Le contexte historique
En 1816, la Monarchie française est restaurée depuis un an. Pour redorer son image écornée par l’épisode de la Révolution française et de Napoléon, le roi Louis XVIII lance des expéditions maritimes.
C’est ainsi que la frégate La Méduse, conduite par le commandant Hugues Duroy de Chaumareys – qui n’a pas navigué depuis plus de vingt ans – accompagnée de trois autres navires, part à la reconquête de la colonie du Sénégal, prise entretemps par les Anglais.
Le voyage doit mener l’expédition depuis le port français de Rochefort en longeant la côte atlantique jusqu’à Saint-Louis du Sénégal, pour y conduire les membres du personnel colonial et leurs familles, des soldats, des réserves d’argent ainsi que le matériel administratif et militaire.
L’événement
Mais le 2 juillet 1816, la frégate La Méduse s’échoue sur le banc de sable d’Arguin, pourtant bien connu des navigateurs, à cinquante kilomètres des côtes de l’actuelle Mauritanie.

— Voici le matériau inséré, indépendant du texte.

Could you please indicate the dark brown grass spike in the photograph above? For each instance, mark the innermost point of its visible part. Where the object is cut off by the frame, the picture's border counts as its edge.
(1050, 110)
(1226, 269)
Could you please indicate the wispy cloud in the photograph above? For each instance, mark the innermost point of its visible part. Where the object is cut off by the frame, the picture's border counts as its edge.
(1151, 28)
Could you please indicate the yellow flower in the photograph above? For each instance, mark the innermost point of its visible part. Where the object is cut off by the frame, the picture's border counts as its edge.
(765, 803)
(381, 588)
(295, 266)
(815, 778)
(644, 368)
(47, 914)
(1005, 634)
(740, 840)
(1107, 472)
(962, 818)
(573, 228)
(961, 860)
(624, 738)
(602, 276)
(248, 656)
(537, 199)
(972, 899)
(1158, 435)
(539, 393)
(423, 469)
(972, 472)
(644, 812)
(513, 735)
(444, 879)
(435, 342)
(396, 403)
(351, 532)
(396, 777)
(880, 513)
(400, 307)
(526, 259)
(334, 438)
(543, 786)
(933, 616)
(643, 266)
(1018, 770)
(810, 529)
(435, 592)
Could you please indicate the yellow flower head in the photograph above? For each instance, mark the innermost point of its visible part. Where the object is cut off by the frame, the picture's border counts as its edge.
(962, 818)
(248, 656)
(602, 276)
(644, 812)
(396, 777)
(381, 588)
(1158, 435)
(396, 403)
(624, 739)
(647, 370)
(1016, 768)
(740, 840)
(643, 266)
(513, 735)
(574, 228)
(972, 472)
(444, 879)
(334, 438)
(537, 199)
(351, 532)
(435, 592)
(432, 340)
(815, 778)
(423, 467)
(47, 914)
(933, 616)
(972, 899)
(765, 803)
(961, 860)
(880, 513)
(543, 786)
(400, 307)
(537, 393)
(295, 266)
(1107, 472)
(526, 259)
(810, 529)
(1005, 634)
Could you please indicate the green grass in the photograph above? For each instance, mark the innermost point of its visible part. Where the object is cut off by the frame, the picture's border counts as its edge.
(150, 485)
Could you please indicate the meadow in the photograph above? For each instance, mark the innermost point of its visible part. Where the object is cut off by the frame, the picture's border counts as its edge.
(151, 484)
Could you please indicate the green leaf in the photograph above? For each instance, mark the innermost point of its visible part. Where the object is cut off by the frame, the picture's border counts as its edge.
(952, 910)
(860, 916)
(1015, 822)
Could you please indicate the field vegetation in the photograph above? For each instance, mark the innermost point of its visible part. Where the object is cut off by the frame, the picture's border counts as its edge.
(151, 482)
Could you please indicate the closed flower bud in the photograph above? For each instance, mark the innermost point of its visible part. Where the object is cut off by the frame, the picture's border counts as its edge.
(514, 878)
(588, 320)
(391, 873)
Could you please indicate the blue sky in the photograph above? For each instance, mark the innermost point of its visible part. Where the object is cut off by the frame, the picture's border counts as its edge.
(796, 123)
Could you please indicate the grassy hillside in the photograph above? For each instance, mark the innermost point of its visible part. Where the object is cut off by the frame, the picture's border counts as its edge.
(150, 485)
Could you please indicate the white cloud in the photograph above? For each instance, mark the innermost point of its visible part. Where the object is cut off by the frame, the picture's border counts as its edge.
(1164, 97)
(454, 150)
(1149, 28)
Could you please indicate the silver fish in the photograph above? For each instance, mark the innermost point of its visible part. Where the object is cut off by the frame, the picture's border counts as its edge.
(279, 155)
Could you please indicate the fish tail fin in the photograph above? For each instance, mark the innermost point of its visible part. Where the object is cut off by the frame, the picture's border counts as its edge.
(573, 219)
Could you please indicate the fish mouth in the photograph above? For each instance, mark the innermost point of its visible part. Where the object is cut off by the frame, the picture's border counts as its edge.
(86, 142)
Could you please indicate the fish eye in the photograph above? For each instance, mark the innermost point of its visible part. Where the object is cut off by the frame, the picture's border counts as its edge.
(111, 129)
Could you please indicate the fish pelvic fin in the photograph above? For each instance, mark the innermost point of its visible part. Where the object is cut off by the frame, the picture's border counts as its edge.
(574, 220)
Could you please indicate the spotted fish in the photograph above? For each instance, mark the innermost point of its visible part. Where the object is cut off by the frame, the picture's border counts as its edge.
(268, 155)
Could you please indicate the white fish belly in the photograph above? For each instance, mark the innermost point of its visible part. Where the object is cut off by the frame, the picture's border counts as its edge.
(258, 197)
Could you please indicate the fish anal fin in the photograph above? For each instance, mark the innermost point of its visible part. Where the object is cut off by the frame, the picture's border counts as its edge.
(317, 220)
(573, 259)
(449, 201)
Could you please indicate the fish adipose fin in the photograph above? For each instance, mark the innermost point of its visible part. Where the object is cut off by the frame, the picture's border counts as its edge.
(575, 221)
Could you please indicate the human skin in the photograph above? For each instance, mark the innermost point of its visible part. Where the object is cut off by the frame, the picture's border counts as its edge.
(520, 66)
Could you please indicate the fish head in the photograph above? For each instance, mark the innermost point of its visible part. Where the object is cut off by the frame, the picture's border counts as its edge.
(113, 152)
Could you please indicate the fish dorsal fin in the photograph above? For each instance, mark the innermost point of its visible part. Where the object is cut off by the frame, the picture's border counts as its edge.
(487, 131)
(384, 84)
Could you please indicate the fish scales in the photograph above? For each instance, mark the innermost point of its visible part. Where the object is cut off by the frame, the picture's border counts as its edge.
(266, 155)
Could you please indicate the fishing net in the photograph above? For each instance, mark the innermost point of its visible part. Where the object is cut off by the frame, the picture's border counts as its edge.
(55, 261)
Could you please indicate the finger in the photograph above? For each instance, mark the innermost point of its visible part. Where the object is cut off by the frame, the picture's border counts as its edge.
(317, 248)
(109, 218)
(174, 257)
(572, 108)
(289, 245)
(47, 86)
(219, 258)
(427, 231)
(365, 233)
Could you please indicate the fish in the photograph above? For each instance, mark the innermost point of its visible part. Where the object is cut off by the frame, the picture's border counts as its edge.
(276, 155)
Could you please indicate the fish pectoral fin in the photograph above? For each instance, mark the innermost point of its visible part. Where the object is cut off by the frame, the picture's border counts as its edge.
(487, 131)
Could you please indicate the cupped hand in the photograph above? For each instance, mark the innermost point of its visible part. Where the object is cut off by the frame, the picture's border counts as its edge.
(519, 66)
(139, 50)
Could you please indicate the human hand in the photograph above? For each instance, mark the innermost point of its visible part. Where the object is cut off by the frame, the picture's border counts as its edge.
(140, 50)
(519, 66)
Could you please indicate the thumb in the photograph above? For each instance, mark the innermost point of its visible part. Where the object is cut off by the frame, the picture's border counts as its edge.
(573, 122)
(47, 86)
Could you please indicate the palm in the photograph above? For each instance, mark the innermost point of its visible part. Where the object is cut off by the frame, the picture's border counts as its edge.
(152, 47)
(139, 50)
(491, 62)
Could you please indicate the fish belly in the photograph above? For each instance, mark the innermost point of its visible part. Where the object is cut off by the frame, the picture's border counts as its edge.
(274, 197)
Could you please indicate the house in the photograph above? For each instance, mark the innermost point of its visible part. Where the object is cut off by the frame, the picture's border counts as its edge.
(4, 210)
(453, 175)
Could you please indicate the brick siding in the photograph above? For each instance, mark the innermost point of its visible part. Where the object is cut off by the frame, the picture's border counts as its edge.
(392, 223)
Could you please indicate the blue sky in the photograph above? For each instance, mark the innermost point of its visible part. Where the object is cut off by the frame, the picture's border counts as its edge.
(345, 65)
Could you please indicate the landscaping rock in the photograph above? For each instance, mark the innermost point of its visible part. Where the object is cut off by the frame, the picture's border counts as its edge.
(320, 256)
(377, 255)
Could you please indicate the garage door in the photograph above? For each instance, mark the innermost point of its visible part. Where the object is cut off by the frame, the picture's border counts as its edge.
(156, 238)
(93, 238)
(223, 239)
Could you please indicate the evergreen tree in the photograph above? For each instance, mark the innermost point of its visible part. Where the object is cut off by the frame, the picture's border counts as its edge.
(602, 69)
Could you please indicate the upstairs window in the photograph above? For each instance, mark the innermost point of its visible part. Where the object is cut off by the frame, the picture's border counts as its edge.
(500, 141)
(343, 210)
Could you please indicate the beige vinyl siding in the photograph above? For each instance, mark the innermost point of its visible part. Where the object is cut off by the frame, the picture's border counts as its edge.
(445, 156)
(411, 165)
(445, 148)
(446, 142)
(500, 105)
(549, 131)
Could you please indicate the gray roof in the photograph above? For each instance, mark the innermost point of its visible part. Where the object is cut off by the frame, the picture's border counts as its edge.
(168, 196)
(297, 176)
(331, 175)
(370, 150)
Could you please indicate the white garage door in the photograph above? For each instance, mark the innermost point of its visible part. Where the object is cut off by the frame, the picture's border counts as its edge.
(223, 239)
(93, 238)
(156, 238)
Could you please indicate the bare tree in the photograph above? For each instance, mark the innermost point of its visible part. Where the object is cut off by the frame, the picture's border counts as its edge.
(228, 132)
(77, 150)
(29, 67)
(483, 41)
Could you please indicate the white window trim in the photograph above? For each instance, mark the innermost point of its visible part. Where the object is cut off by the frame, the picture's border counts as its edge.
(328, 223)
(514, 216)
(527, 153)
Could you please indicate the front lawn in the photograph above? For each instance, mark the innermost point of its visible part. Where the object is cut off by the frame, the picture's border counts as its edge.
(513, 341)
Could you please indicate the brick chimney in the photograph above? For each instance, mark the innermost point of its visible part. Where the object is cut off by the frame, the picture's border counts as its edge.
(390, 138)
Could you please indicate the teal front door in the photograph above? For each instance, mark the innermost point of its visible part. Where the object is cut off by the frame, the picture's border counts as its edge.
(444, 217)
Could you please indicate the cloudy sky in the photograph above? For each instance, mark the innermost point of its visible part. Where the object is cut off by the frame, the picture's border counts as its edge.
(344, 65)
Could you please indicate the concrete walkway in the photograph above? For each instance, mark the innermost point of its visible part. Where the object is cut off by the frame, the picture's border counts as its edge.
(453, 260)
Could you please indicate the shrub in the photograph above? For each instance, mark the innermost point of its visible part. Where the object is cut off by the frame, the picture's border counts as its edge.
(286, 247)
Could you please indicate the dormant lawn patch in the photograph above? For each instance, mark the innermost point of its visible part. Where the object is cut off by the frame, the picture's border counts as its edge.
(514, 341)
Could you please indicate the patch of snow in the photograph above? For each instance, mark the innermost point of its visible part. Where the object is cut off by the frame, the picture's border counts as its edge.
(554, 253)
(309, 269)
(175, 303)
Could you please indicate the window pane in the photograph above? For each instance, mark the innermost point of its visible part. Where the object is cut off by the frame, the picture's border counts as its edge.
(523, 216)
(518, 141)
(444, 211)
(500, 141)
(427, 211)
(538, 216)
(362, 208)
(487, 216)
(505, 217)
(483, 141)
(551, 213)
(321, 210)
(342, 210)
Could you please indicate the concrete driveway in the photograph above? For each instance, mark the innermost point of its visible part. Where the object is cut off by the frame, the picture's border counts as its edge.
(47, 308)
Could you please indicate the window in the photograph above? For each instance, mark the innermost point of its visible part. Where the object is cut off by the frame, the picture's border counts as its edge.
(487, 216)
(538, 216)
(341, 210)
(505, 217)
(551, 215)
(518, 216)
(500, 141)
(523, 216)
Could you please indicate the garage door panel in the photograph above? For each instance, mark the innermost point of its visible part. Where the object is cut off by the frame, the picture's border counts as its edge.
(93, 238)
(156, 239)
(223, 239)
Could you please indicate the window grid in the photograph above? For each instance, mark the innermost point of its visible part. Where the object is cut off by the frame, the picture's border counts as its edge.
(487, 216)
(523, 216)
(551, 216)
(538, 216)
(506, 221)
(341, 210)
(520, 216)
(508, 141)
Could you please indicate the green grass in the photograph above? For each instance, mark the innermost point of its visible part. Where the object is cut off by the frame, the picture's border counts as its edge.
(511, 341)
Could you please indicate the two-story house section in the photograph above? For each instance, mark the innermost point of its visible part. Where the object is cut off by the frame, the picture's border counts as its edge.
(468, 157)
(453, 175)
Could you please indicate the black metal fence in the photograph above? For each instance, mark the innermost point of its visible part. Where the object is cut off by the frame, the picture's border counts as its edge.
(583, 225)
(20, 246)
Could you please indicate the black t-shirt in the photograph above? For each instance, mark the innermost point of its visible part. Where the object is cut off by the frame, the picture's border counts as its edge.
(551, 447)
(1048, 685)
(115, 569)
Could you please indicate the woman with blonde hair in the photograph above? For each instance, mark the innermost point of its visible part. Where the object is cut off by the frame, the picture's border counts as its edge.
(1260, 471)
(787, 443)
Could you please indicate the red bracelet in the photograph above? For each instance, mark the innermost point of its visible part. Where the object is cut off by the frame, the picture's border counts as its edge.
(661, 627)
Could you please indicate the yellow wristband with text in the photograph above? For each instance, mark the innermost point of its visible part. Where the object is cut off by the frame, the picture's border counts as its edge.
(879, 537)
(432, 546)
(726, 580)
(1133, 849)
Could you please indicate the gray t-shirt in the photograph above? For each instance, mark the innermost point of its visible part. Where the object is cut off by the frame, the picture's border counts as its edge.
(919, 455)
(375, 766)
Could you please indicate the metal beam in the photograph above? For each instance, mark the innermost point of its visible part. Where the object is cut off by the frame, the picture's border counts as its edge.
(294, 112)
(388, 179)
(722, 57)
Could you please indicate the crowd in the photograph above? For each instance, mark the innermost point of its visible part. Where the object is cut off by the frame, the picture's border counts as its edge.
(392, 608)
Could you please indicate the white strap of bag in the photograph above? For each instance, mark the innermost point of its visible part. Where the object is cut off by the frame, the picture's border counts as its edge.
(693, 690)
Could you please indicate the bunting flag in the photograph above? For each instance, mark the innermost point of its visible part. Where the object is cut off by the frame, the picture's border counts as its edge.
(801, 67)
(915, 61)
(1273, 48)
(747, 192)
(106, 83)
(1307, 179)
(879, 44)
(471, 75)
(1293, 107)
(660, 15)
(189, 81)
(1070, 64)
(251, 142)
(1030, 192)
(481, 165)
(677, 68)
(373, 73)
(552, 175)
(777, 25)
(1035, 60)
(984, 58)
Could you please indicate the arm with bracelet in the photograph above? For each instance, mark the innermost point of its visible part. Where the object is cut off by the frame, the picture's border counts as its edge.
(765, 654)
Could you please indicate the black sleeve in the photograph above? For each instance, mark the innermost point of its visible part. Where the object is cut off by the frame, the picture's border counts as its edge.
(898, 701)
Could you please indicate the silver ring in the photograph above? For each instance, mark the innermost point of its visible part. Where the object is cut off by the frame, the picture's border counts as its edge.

La tempête se lève, la frégate prend l’eau et menace de couler.
Que se passe-t-il pour les hommes et les femmes à bord ?
D’abord on tente de remettre à flot le bateau échoué. Pour cela, on construit le fameux radeau, une plate-forme de 20 mètres sur 7 prévue pour alléger le bateau principal en déchargeant le matériel militaire. Mais La Méduse reste échouée. Le commandant finit par décider d’évacuer. Le personnel colonial prend place à bord des barques de secours mais leur nombre est insuffisant pour accueillir tout le monde. Le petit peuple des marins et des mousses est forcé de monter sur le radeau. Les barques regagnent la côte à la rame, tandis que le radeau sur lequel s’entassent cent cinquante personnes, entame sa dérive. La scène tourne rapidement au drame. Sans presque aucune nourriture ni eau douce, les jambes et les pieds pris dans les caillebotis, avec de l’eau jusqu’à la taille… on peut imaginer la terreur des gens, prisonniers sur une mer démontée !
Le radeau, surnommé La Machine, va dériver pendant plusieurs jours. Avec la peur, la faim, la soif, la violence prend le dessus sur la solidarité : on jette des blessés par-dessus bord, on se bat, et on finit par recourir à l’anthropophagie. Ce fait (souvent improprement appelé « cannibalisme ») qui consiste pour un humain à manger la chair d’un autre humain, va choquer l’opinion française et marquer durablement les mémoires. Au retour des quelques survivants et grâce à leurs témoignages, le scandale éclate, qui a failli renverser la monarchie française. En effet, le commandant a quitté le navire, enfreignant toutes les lois de la navigation qui lui imposent de rester à bord en dernier tant que tous les passagers ne sont pas saufs.
Les rares membres du commandement restés à bord du radeau, le chirurgien Jean Baptiste Henri Savigny et le géographe Alexandre Corréard ont décrit dans des livres-témoignages l’incroyable chaos et les débordements humains que la panique a provoqués. Mais leur version des faits sera ensuite critiquée, et l’histoire de ce naufrage n’a pas fini d’être décortiquée…
À Paris, le peintre Théodore Géricault (1791-1824), très engagé politiquement, s’empare du sujet dont il a pu suivre la chronique dans les journaux, et crée son fabuleux tableau, Le Radeau de la Méduse, conservé au musée du Louvre. Par sa construction et sa puissance d’expression, le tableau devient un emblème de tous les naufrages humains, jusqu’à aujourd’hui. Il incarne la puissance des instincts de survie des hommes pris par le désespoir, tout autant que l’espoir, encore hasardeux, qui peut venir de l’horizon.